Most recent kernel where this bug did not occur: 2.6.13 Distribution: Ubuntu 6.04 Hardware Environment: IBM IntelliStation Z20, 2x 3.4GHz Xeons, 2G RAM, 2x 80GB SATA disks Software Environment: Problem Description: cpuset_excl_nodes_overlap() may sleep (as it takes semaphore), but is called from atomic context - select_bad_process() under tasklist_lock. BUG. Found by Denis Lunev. Steps to reproduce: Run pounder2 stress tests overnight until OOM occurs, and then watch the debug messages pour off the screen: Debug: sleeping function called from invalid context at include/asm/semaphore.h:105 in_atomic():1, irqs_disabled():0 Call Trace:<ffffffff80130640>{__might_sleep+179} <ffffffff8015bb68>{cpuset_excl_nodes_overlap+31} <ffffffff80164d9f>{out_of_memory+123} <ffffffff801676c4>{__alloc_pages+564} <ffffffff8017ec41>{alloc_pages_current+160} <ffffffff8016873f>{__do_page_cache_readahead+197} <ffffffff8010e5c3>{__switch_to+50} <ffffffff8031c547>{_spin_unlock_irqrestore+52} <ffffffff80166604>{free_pages_bulk+674} <ffffffff80168a00>{do_page_cache_readahead+82} <ffffffff8016355a>{filemap_nopage+332} <ffffffff8017378f>{__handle_mm_fault+1162} <ffffffff8031c547>{_spin_unlock_irqrestore+52} <ffffffff8031df02>{do_page_fault+1096} <ffffffff801991ee>{sys_select+839} <ffffffff8011078d>{error_exit+0} Eventually it becomes a never-ending stream of this: scheduling while atomic: dd/0x00000001/510 Call Trace:<ffffffff8031a847>{schedule+122} <ffffffff8031c31f>{__down+229} <ffffffff80132ef7>{default_wake_function+0} <ffffffff8031bf88>{__down_failed+53} <ffffffff8015cfbe>{.text.lock.cpuset+85} <ffffffff80164d9f>{out_of_memory+123} <ffffffff801676c4>{__alloc_pages+564} <ffffffff8017ed26>{alloc_page_vma+221} <ffffffff8017ae57>{read_swap_cache_async+74} <ffffffff801717b4>{swapin_readahead+97} <ffffffff8031c48c>{_read_unlock_irq+46} <ffffffff80173a9b>{__handle_mm_fault+1942} <ffffffff8031c547>{_spin_unlock_irqrestore+52} <ffffffff8031df02>{do_page_fault+1096} <ffffffff802050ab>{_raw_spin_trylock+8} <ffffffff801acb0c>{inotify_dentry_parent_queue_event+136} <ffffffff8011078d>{error_exit+0}
This has already been reported to LKML: http://marc.theaimsgroup.com/?l=linux-kernel&m=113577406107958&w=2
Paul, can you look into at this issue?
The report makes sense. I am back from vacation now, and should be able to provide a fix later this week. I'll need to rework the semantics a little, and pull the evaluation of the enclosing cpuset outside the oom tasklist loop. A workaround, that could result in killing a task in a non-overlapping cpuset, would be to stub out the cpuset_excl_nodes_overlap() call. Thanks for reporting this.

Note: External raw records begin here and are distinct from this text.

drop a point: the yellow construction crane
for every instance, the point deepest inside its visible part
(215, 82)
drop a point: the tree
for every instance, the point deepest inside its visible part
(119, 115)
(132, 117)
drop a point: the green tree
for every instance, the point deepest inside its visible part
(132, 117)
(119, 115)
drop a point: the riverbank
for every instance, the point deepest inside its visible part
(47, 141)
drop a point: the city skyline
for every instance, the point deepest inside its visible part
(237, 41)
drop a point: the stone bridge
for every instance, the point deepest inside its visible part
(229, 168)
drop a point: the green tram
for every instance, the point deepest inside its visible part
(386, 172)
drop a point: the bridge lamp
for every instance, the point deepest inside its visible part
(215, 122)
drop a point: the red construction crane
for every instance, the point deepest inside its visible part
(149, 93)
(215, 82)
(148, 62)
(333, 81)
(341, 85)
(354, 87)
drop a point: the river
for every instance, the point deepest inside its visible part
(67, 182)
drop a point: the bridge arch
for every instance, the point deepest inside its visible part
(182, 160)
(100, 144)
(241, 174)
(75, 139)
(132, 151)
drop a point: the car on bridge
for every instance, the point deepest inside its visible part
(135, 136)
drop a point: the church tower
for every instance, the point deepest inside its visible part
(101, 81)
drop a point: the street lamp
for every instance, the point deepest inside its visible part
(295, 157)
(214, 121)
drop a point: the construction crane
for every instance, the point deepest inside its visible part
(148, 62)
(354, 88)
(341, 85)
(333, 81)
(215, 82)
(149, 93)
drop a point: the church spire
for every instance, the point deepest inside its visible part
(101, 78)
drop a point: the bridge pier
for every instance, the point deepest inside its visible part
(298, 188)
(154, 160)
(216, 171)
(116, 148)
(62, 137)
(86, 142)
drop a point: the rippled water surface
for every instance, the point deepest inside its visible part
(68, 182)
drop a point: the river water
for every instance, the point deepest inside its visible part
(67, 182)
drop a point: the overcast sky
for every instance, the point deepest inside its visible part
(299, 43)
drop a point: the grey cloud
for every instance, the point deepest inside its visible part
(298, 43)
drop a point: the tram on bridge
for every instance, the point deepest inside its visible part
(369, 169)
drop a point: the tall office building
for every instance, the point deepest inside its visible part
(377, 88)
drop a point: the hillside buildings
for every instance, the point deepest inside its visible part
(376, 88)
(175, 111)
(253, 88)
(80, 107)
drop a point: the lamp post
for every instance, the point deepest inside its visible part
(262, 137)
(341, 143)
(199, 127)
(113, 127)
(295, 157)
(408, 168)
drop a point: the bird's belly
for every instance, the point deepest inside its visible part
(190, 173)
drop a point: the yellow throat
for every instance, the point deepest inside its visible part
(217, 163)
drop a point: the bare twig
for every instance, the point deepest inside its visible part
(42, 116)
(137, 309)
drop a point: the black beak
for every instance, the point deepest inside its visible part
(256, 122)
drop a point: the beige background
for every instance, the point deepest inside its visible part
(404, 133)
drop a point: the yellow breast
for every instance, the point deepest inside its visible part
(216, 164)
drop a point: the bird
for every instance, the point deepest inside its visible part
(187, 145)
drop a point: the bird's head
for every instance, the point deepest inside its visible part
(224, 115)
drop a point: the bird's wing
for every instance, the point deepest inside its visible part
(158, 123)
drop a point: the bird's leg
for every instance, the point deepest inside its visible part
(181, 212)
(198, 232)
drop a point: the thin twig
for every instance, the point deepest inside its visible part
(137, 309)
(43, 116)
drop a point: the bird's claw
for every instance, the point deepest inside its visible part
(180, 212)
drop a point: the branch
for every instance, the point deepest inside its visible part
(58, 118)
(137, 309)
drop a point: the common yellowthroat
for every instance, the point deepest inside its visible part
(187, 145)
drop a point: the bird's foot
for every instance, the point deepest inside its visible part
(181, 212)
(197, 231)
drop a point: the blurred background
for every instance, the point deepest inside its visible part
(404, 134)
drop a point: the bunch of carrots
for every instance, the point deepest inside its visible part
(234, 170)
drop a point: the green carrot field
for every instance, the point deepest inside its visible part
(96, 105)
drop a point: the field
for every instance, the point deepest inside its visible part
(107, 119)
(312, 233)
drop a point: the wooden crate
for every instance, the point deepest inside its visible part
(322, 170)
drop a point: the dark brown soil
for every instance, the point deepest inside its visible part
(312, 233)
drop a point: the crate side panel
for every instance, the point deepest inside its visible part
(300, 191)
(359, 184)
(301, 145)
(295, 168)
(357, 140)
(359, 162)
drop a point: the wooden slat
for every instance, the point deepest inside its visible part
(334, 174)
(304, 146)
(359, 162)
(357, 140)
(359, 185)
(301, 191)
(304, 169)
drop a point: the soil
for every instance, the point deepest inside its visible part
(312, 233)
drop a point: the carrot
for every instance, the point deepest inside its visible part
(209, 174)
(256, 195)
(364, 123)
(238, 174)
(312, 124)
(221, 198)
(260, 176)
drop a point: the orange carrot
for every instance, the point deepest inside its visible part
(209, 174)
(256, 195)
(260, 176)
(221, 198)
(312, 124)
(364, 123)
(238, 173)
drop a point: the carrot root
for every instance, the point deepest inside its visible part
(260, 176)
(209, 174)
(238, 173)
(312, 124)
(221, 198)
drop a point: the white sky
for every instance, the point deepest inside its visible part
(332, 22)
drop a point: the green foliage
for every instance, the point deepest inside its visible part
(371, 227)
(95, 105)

Paul, what is the status of this issue?
The fix for this went into Linus's tree in the following change: date: Sun Jan 15 10:27:10 2006 +0800 summary: [PATCH] cpuset oom lock fix Grep for 'cpuset_lock' in the kernel file mm/oom_kill.c to see the fix. Thanks for the reminder to update the status of this bug - I should have closed this bug in January.